Open
Description
System Info
RTX 3090, Driver 561.09.
Win 11
Python 3.12
Pytorch 2.6.0 +Cu124 (Cuda 12.4)
Transformers 4.51.1
BNB 0.45.5
Reproduction
Running into some trouble with quantizing Phi 4 multimodal with BnB. The code to reproduce the error is:
`model_path = <path_to_phi4_multimodal_from_HF_here>
nf4_config = BitsAndBytesConfig(
load_in_4bit=True,
bnb_4bit_quant_type="nf4",
bnb_4bit_use_double_quant=True,
bnb_4bit_compute_dtype=torch.bfloat16
)
processor = AutoProcessor.from_pretrained(model_path, trust_remote_code=True)
model = AutoModelForCausalLM.from_pretrained(
model_path,
trust_remote_code=True,
device_map='cuda',
torch_dtype = torch.bfloat16,
# if you do not use Ampere or later GPUs, change attention to "eager"
_attn_implementation='flash_attention_2',
quantization_config = nf4_config
)
generation_config = GenerationConfig.from_pretrained(model_path, 'generation_config.json')

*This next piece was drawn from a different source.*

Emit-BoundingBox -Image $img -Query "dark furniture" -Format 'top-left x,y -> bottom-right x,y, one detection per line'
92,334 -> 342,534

user_message = <user_prompt_here>
generate_ids = model.generate(
**inputs,
max_new_tokens=2000,
generation_config=generation_config,
num_logits_to_keep=1,
num_beams=1 )`
Gives the following error:
` File "cache\huggingface\modules\transformers_modules\Phi-4-multimodal-instruct\modeling_phi4mm.py", line 1987, in set_lora_adapter
module.set_adapter(adapter_name)
File "ache\huggingface\modules\transformers_modules\Phi-4-multimodal-instruct\modeling_phi4mm.py", line 2107, in forward
self.set_lora_adapter('speech')
File "phi4.py", line 91, in <module>
**inputs,
max_new_tokens=2000,
generation_config=generation_config,
num_logits_to_keep=1,
num_beams=1 )
RuntimeError: only Tensors of floating point dtype can require gradients `
When quantization_config
is removed from from_pretrained
, the code works. The above code also works for the non multimodal variants of Phi-4. I wonder if the problem lies with how BnB interacts with the adapters that came with the multimodal model.
Thanks in advance for any guidance.
Expected behavior
This to work like the non multimodal variants of Phi 4.